Yolov8 training with AzureML and the az CLI

8 min readApr 27, 2023

Azure Machine Learning provides a comprehensive solution for managing the entire lifecycle of machine learning models. This tutorial will explore using AzureML to train and continuously improve a machine-learning model. Here we will train the Yolov8 object detection model developed by Ultralytics.

Prerequisites

An AzureML workspace.
Install the Azure CLI.
Install the az cli AzureML extension.
Sign in using az login.

Configure your workspace and resource group

Let’s configure your default workspace and resource group.

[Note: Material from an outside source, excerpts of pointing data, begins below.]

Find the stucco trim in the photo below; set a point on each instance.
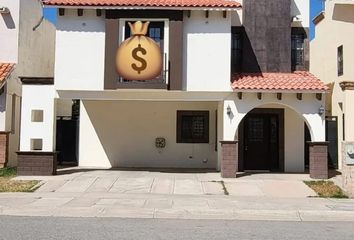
(346, 85)
(37, 80)
(325, 143)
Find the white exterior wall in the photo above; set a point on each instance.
(9, 25)
(122, 134)
(37, 97)
(301, 9)
(236, 16)
(80, 51)
(207, 52)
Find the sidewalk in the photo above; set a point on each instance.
(142, 194)
(175, 206)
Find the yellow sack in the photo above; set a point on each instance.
(139, 57)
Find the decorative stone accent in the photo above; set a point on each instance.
(318, 160)
(229, 162)
(347, 169)
(4, 148)
(37, 163)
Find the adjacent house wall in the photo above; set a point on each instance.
(268, 28)
(36, 44)
(300, 9)
(80, 51)
(125, 135)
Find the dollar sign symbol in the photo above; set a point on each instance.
(141, 60)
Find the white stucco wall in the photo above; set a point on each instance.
(9, 27)
(122, 134)
(307, 108)
(80, 51)
(301, 9)
(236, 16)
(206, 53)
(38, 97)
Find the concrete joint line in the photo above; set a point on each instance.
(114, 182)
(299, 215)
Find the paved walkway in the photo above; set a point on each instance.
(132, 182)
(141, 194)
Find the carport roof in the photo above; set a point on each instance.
(295, 81)
(147, 3)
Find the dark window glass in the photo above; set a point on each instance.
(192, 127)
(340, 60)
(297, 50)
(236, 49)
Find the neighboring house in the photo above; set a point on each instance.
(227, 98)
(26, 49)
(332, 61)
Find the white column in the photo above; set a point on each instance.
(37, 133)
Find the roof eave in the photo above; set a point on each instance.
(280, 90)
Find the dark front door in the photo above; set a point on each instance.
(261, 142)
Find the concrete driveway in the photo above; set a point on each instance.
(78, 180)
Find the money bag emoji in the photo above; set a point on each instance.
(139, 57)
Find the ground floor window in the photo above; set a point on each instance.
(192, 126)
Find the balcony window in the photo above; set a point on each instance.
(297, 51)
(158, 31)
(340, 60)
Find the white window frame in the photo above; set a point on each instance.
(121, 38)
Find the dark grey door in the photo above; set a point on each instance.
(261, 142)
(332, 138)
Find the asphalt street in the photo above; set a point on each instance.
(119, 228)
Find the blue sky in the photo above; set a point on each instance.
(315, 8)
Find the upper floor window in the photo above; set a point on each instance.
(158, 31)
(297, 51)
(236, 49)
(340, 60)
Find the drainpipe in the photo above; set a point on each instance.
(42, 17)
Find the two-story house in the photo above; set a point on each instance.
(332, 60)
(26, 49)
(234, 93)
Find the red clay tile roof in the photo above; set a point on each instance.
(147, 3)
(299, 80)
(5, 70)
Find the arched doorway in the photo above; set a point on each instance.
(261, 140)
(272, 138)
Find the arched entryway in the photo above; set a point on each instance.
(272, 137)
(282, 147)
(261, 140)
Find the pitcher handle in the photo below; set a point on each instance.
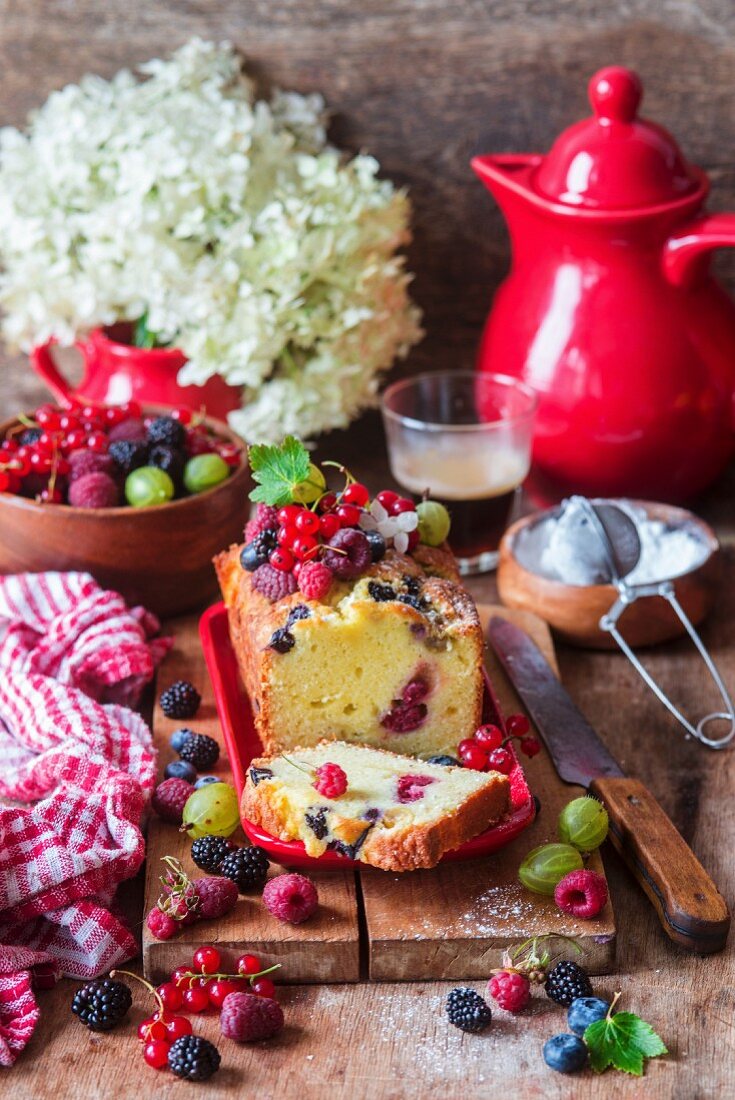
(45, 366)
(687, 253)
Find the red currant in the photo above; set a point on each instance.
(282, 559)
(286, 536)
(196, 999)
(349, 515)
(304, 547)
(263, 987)
(490, 737)
(98, 442)
(207, 959)
(307, 523)
(156, 1054)
(249, 964)
(287, 515)
(171, 996)
(501, 760)
(219, 990)
(355, 494)
(386, 497)
(517, 725)
(177, 1026)
(152, 1029)
(329, 526)
(472, 755)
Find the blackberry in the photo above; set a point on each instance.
(129, 454)
(200, 750)
(193, 1057)
(258, 551)
(376, 543)
(208, 853)
(180, 701)
(282, 640)
(168, 459)
(247, 867)
(467, 1010)
(566, 981)
(101, 1004)
(167, 431)
(381, 593)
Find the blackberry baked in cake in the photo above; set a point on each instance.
(385, 810)
(347, 623)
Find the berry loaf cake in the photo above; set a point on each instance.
(391, 658)
(385, 810)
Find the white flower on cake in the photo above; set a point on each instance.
(394, 529)
(228, 222)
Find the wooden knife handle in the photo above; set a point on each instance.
(690, 908)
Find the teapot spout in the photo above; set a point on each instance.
(509, 172)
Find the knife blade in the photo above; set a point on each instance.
(691, 910)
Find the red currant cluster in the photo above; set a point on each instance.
(487, 749)
(39, 455)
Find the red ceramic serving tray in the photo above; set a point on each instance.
(243, 745)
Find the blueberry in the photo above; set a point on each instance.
(567, 1054)
(179, 769)
(178, 737)
(585, 1011)
(206, 779)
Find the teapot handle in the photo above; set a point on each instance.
(687, 253)
(45, 365)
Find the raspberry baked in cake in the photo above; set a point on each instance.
(379, 807)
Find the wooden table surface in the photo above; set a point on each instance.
(392, 1041)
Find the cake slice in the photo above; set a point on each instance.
(396, 813)
(391, 659)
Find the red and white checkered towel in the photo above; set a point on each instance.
(72, 656)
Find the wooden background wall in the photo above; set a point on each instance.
(423, 85)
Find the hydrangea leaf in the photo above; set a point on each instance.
(622, 1041)
(277, 470)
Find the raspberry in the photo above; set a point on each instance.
(162, 925)
(89, 462)
(217, 897)
(247, 1018)
(273, 583)
(509, 989)
(581, 893)
(315, 580)
(348, 553)
(131, 430)
(169, 799)
(94, 491)
(291, 898)
(330, 780)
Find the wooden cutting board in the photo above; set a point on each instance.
(452, 922)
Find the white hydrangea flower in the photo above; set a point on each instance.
(245, 239)
(394, 529)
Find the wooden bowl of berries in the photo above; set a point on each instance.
(140, 498)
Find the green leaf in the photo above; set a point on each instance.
(622, 1041)
(277, 470)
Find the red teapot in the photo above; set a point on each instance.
(610, 310)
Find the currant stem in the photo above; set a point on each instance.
(129, 974)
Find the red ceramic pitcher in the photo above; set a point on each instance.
(117, 372)
(610, 310)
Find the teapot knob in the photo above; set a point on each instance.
(615, 94)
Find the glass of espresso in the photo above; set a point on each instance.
(463, 438)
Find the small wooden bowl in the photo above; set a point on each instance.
(574, 611)
(160, 557)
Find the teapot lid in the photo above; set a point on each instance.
(614, 161)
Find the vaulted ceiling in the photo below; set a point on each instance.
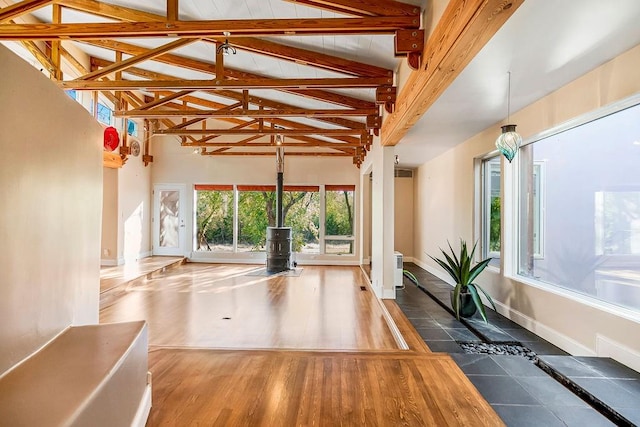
(319, 73)
(234, 77)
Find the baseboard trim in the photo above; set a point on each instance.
(254, 261)
(142, 414)
(553, 336)
(566, 343)
(392, 326)
(389, 293)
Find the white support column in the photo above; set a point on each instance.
(382, 219)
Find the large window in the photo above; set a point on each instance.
(301, 207)
(579, 208)
(104, 114)
(214, 218)
(339, 213)
(491, 202)
(256, 210)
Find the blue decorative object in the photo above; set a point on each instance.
(509, 142)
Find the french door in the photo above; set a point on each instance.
(168, 219)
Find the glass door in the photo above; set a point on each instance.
(168, 220)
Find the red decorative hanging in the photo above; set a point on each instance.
(111, 138)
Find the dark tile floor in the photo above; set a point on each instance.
(522, 393)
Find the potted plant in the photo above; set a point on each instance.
(465, 296)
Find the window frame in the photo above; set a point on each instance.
(512, 215)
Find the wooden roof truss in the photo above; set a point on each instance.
(170, 105)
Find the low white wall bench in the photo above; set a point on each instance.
(94, 375)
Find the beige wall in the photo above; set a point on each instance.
(445, 206)
(134, 209)
(109, 241)
(403, 216)
(51, 192)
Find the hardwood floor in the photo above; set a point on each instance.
(284, 388)
(114, 276)
(220, 306)
(295, 351)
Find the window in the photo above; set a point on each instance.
(214, 218)
(104, 114)
(301, 209)
(132, 128)
(583, 232)
(256, 212)
(491, 203)
(339, 214)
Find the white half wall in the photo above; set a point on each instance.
(51, 192)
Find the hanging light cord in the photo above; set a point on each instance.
(509, 99)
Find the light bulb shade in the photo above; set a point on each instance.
(509, 142)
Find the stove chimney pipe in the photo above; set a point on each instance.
(279, 186)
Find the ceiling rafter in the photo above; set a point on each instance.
(195, 65)
(363, 7)
(307, 57)
(264, 131)
(250, 99)
(168, 98)
(15, 10)
(240, 112)
(465, 27)
(349, 146)
(130, 62)
(269, 153)
(252, 44)
(214, 28)
(261, 83)
(281, 122)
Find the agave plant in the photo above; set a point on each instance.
(461, 270)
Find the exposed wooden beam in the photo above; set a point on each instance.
(111, 11)
(363, 7)
(199, 29)
(241, 112)
(240, 97)
(161, 101)
(243, 97)
(37, 53)
(271, 153)
(308, 57)
(317, 144)
(465, 27)
(172, 10)
(193, 64)
(263, 83)
(27, 6)
(150, 54)
(56, 45)
(251, 44)
(286, 132)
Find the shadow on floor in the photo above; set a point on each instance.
(552, 389)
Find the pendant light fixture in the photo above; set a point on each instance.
(509, 140)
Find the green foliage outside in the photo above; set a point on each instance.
(339, 221)
(494, 225)
(256, 212)
(214, 217)
(339, 213)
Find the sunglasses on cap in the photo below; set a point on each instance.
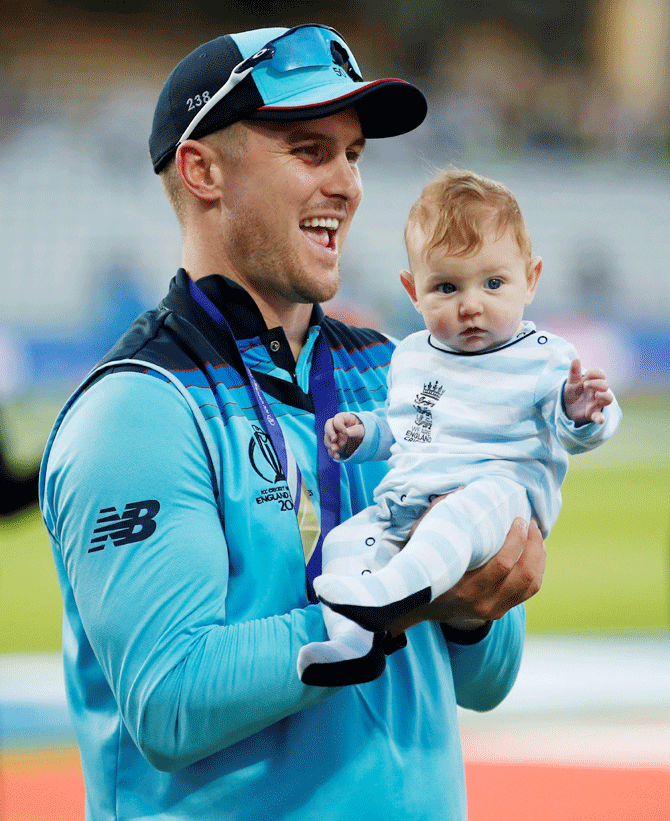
(306, 46)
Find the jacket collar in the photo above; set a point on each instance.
(239, 309)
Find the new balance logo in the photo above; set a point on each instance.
(135, 524)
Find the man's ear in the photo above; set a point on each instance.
(199, 170)
(534, 271)
(408, 283)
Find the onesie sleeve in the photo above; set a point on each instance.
(378, 438)
(128, 463)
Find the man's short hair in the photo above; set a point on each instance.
(230, 141)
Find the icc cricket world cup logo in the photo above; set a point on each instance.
(263, 457)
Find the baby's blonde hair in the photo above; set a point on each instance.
(455, 210)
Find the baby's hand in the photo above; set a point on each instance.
(343, 434)
(584, 397)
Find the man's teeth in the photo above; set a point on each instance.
(321, 222)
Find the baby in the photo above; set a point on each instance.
(480, 403)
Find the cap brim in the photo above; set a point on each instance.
(386, 108)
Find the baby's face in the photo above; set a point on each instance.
(474, 302)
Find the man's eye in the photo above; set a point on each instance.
(312, 152)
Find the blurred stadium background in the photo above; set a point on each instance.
(569, 104)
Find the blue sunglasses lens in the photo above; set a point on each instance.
(311, 47)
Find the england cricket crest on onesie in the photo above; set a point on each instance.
(423, 404)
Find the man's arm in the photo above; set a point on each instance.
(509, 578)
(483, 620)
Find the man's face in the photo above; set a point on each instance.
(288, 203)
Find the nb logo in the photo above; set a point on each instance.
(135, 524)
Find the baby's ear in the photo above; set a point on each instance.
(534, 271)
(408, 283)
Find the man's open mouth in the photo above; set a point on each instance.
(321, 230)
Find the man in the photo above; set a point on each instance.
(186, 492)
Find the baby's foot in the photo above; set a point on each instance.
(376, 600)
(342, 661)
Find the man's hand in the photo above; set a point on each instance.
(512, 576)
(343, 434)
(585, 396)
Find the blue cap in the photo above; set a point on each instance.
(288, 74)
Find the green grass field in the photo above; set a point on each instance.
(608, 555)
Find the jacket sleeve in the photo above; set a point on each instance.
(484, 672)
(152, 599)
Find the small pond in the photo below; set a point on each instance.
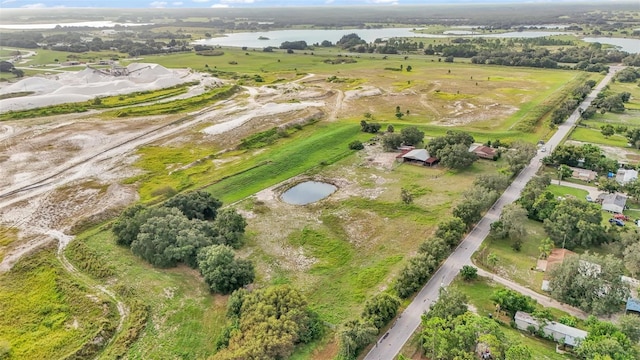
(308, 192)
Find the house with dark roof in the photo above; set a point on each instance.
(614, 203)
(633, 306)
(624, 176)
(419, 157)
(484, 152)
(561, 333)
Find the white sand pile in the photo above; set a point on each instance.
(364, 92)
(266, 110)
(89, 83)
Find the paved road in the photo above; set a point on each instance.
(391, 342)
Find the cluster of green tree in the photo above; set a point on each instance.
(294, 45)
(592, 283)
(409, 135)
(588, 156)
(608, 341)
(571, 222)
(485, 191)
(628, 74)
(453, 149)
(511, 224)
(565, 109)
(267, 324)
(607, 102)
(369, 127)
(450, 332)
(430, 253)
(632, 60)
(189, 229)
(355, 335)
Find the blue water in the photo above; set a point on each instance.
(308, 192)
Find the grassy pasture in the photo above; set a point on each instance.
(184, 318)
(515, 265)
(45, 314)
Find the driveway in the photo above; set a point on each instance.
(392, 341)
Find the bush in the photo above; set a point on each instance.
(356, 145)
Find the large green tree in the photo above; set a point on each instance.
(575, 222)
(606, 341)
(411, 135)
(451, 303)
(221, 271)
(519, 155)
(458, 338)
(511, 222)
(590, 282)
(272, 321)
(230, 227)
(195, 204)
(456, 156)
(512, 301)
(354, 336)
(167, 240)
(380, 309)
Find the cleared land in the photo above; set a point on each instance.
(339, 251)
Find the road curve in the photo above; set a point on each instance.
(392, 341)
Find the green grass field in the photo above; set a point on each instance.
(517, 265)
(559, 190)
(45, 314)
(184, 317)
(478, 293)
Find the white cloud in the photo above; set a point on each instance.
(34, 6)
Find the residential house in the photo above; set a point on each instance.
(624, 176)
(584, 174)
(419, 157)
(484, 152)
(614, 203)
(633, 306)
(560, 333)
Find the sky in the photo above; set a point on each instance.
(36, 4)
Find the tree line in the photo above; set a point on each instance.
(189, 229)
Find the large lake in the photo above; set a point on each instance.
(277, 37)
(95, 24)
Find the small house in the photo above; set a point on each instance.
(633, 306)
(584, 174)
(560, 333)
(484, 152)
(614, 203)
(419, 157)
(624, 176)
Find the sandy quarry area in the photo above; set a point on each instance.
(56, 172)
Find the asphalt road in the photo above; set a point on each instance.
(389, 345)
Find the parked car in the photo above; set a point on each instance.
(617, 222)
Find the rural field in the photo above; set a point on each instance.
(245, 126)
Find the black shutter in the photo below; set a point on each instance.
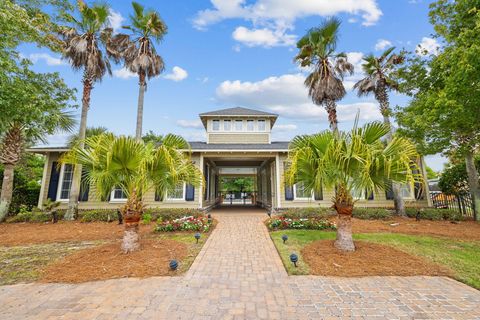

It will avoid specifying your AzureML workspace and resource group for every AzureML command. If you don’t configure it you will need to append the -w <your-azureml-workspace> -g <your-resource-group> options to all your `az ml` commands.

az configure --defaults workspace=<your-workspace-name> group=<your-resource-group-name>

Create an azureml folder

Let’s create an azureml folder where we will store all our azureml resource definitions.

mkdir azureml

Create an AzureML environment

We need to create an AzureML environment with all the required dependencies to run our training.

Let’s create a folder azureml-environment, it will contain the docker-context to build the environment. In this folder, let’s add a Dockerfile with the required dependencies to run our training:

FROM pytorch/pytorch:2.0.0-cuda11.7-cudnn8-runtime

# Downloads to user config dir
ADD https://ultralytics.com/assets/Arial.ttf https://ultralytics.com/assets/Arial.Unicode.ttf /root/.config/Ultralytics/

# Install linux packages
ENV DEBIAN_FRONTEND noninteractive
RUN apt update
RUN TZ=Etc/UTC apt install -y tzdata
RUN apt install --no-install-recommends -y gcc git zip curl htop libgl1-mesa-glx libglib2.0-0 libpython3-dev gnupg g++

# Security updates
# https://security.snyk.io/vuln/SNYK-UBUNTU1804-OPENSSL-3314796
RUN apt upgrade --no-install-recommends -y openssl tar

RUN pip install ultralytics==8.0.132
RUN pip install azureml-mlflow==1.52.0
RUN pip install mlflow==2.4.2

Now let’s create a yaml file to define our environment, let’s call it environment.yaml and store it in the azureml folder.

$schema: https://azuremlschemas.azureedge.net/latest/environment.schema.json
name: yolov8-environment
build:
  path: ../azureml-environment

`build.path` contains the path of the docker-context relative to the location of the yaml definition file.

So far your folder structure should be:

azureml/
├── environment.yaml
├── azureml-environment/
│   ├── Dockerfile

Now create the AzureML environment:

az ml environment create -f azureml/environment.yaml

Now you should be able to see your environment in AzureML studio.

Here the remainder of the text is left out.